Des grands réalisateurs qui ont commencé par le court métrage, il y en a eu beaucoup. Mais peu ont autant marqué que Martin Scorsese.

Agé d’à peine 25 ans, il réalise en 1967 The big shave. Contexte : la guerre du Vietnam. Conclusion : Martin Scorsese était déjà en génie.

Plus objectivement, en 5 min, on retrouve déjà quelques traits de la filmographie de Scorsese. L’esthétisme du sanglant, ce don de la mise en scène, ce goût de la dénonciation et la faculté à installer une ambiance en quelques secondes.
Ici, un jeune américain, tout ce qu’il y a de plus classique, entre dans la salle de bain, après son réveil. Il enlève son t-shirt, prépare son rasoir et sort sa mousse à raser. Non sans humour, Scorsese manie sa caméra de telle manière que l’on pourrait croire à une publicité. Cet américain, blond, grosse mâchoire, probablement un sourire aux dents impeccables, rappelle les troupes envoyées au Vietnam.

 

 

En un geste banal, quotidien, Scorsese va dénoncer. Il va dénoncer l’atrocité de la guerre, les suicides des troupes épuisées par le conflit, l’automutilation d’un pays qui s’embourbe dans une guerre longue, coûteuse, sanglante. Petit à petit, le sang va couler, peu à peu, le geste se fera plus mortifère. Aucune souffrance n’est montrée, tout doit être machinal parce que quotidien, presque grotesque, autant que cette guerre.

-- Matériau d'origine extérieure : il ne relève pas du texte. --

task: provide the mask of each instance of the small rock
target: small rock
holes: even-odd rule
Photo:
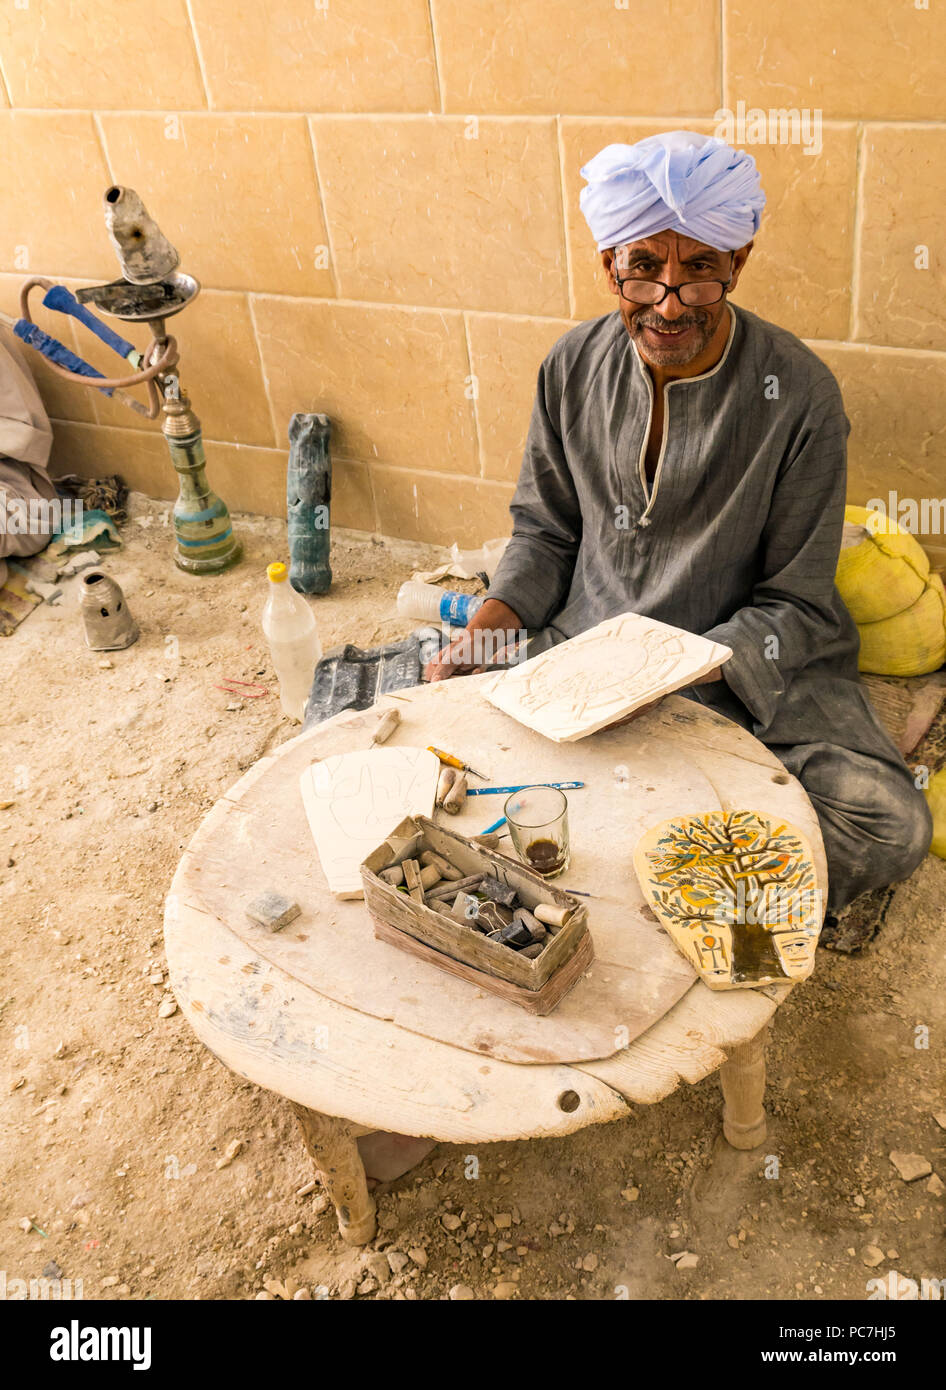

Du sang, il y en a eu chez Scorsese. De Raging Bull à Gangs of New York, l’américain nous a toujours montré avec violence et beauté un côté sombre de son pays. De la dénonciation, il y en a eu aussi souvent dans sa filmographie. Dernier en date, Le loup de Wall Street. Scorsese préfère pour ce court métrage la simplicité, le plan efficace, on est pas dans l’overdose des plus de 500 « fuck » du film, on est dans la goutte de sang qui tombe lentement sur le corps souillé d’un américain de plus. En 5 petites minutes, Scorsese montre les prémisses de ce qui fera de lui un grand réalisateur.